Le débat sur le respect des principes démocratiques est dans l’air du temps
Bruno Dayez censuré ? Des libraires refuseront-ils, à leur tour, de placer son livre sur leur étal ? Que contiennent de si sulfureux ses 120 pages pour que se ferment autant de portes devant lui ? Dans son ouvrage, l’avocat bruxellois explique, de manière rationnelle et didactique, pourquoi il s’est lancé dans la singulière aventure de représenter le criminel le plus haï de Belgique : Marc Dutroux. Lequel souhaite aujourd’hui obtenir une libération conditionnelle. Bruno Dayez profite du cas Dutroux pour lancer un débat public qu’il sait extrêmement difficile mais qu’il estime indispensable. Un débat autour du rôle du système carcéral, de la perpétuité, de la libération conditionnelle. Un débat pour lequel il a renoncé à ses droits d’auteur pour que le prix de son livre le rende accessible au plus grand nombre.
Depuis trente ans, l’avocat critique, sans concession, le système pénal, à travers des centaines de chroniques publiées dans les médias, dont Le Vif/L’Express. Enfoncer des portes fermées est une seconde nature chez cet homme de conviction. Il a toujours su mouiller sa robe dans l’espoir de susciter quelque changement. Sans succès. Alors, face à l’immobilisme, il a décidé de livrer un ultime combat, avec la volonté de marquer les esprits et l’ambition d’allumer une mèche décisive. Un sacré pari. Audacieux. Risqué. Salutaire, pour ceux-là. Provocateur, pour ceux-ci. Scandaleux, pour d’autres.
Extraits
Libérer Dutroux
» Libérer Dutroux « , pour parodier une chanson connue, » sont deux mots qui vont très mal ensemble « . Une contradiction dans les termes, diraient même la plupart. Un non-sens absolu, une ineptie, outre la pire des injustices et des monstruosités, toujours selon une opinion publique à peu près unanime. […] En développant ce que sont pour moi certains principes de justice élémentaires, j’entends que le cas de Marc Dutroux ne saurait y faire exception. Car ces principes deviendraient sans valeur si l’on pouvait jamais y déroger. Arguer qu’on serait, en l’espèce, confronté à des faits d’une telle gravité qu’ils mériteraient à eux seuls l’application d’un régime particulier n’est pas recevable selon moi. Au contraire, dirais-je, ces principes de justice fondamentaux ne valent qu’en regard des affaires les plus graves à l’épreuve desquelles ils doivent être forgés.
Injures et menaces
Bruno Dayez s’est déjà épanché sur le sujet dans la presse ( voir Le Vif/L’Express du 25 août 2017) et sur les ondes, à l’automne dernier, lorsqu’il a révélé son intention de défendre le principe d’une libération de Dutroux, ce qui lui a déjà valu des lettres d’injures et de menaces. Son livre lui permet de développer son raisonnement. Nous avons pu le lire en primeur. Chaque mot y a été soupesé avant d’être couché sur le papier. L’avocat sait qu’il doit faire face à l’opinion publique. Il est prêt. Dans son ouvrage, il décortique un à un les arguments de ses contradicteurs, en répondant sans tabou aux questions qui fâchent, comme le montrent les titres des chapitres : » Défendre l’indéfendable ? « , » Se mettre à la place des victimes ? « , » Dutroux échappe-t-il à la norme ? « , etc. ( lire les extraits au fil de ces pages – les intertitres sont de la rédaction).

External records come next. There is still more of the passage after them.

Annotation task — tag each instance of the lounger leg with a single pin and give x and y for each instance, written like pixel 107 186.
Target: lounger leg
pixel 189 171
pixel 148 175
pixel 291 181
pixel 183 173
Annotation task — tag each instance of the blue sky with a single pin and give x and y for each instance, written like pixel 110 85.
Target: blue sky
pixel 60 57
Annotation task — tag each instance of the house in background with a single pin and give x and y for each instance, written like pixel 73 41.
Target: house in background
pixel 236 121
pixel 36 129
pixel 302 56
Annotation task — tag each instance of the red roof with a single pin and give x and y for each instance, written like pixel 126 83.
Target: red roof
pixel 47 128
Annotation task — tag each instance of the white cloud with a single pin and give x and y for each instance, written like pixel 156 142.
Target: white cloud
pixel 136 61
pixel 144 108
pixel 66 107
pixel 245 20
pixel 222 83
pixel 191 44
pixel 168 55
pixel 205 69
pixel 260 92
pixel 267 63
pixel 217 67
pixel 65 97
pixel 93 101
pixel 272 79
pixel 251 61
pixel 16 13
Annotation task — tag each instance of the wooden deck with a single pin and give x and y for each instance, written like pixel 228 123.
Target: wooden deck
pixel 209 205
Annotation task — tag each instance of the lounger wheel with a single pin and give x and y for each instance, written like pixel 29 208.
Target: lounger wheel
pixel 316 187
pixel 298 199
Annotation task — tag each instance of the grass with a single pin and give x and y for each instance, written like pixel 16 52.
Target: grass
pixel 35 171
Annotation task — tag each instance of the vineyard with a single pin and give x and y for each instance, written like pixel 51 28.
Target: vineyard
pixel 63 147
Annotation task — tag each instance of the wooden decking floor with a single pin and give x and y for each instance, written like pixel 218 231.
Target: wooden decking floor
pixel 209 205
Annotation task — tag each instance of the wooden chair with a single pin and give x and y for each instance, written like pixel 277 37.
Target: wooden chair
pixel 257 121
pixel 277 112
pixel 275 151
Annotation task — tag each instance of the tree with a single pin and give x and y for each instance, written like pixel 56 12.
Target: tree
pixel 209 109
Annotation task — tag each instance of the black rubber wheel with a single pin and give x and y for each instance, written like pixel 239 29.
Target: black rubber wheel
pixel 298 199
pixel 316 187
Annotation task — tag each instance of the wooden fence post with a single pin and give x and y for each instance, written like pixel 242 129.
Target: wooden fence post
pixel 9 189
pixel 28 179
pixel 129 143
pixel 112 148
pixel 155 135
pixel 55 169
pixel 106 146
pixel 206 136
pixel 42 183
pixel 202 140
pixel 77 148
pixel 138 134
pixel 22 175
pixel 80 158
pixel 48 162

L’auteur justifie sa démarche en expliquant qu' » il n’y a pas de principe général de justice qui tienne s’il faut y admettre quelque exception « . Pour cet avocat inscrit au barreau de Bruxelles depuis 1982, la cause de Dutroux permet justement d’éprouver la validité de nos principes fondamentaux de justice. Elle sert à faire avancer la réflexion sur ces questions en dépassant son cas particulier. Autrement dit, en termes de rôle du système carcéral (ne sert-il qu’à punir ou a-t-il aussi vocation à permettre une réinsertion dans la société ?), ce qui est valable pour lui l’est logiquement pour tous les détenus en Belgique, actuels et à venir. C’est le domino qui peut faire basculer toute la rangée.
« Trou noir du lavabo »
Bruno Dayez rappelle aussi que l’affaire Dutroux a entraîné un sérieux tour de vis sur le plan pénal, avec, depuis 1996, des peines de prison plus longues et un durcissement des conditions de libération. Un effet boule de neige qui explique, jusqu’à aujourd’hui, la surpopulation chronique dans les prisons. En 2013, dans la foulée de la libération de Michèle Martin, le gouvernement Di Rupo a encore sensiblement durci les conditions d’accès à la libération conditionnelle pour les condamnés à des peines de trente ans ou plus. Depuis lors, entre autres verrous supplémentaires, ce sont cinq juges qui doivent décider, à l’unanimité, de la libération de ces grands criminels, et non plus trois avec majorité simple, ce qui rend quasi impossible toute libération. Cette loi votée dans l’urgence était visiblement destinée à Dutroux. Pour Bruno Dayez, il semble dès lors logique de s’attaquer au problème en partant de sa cause.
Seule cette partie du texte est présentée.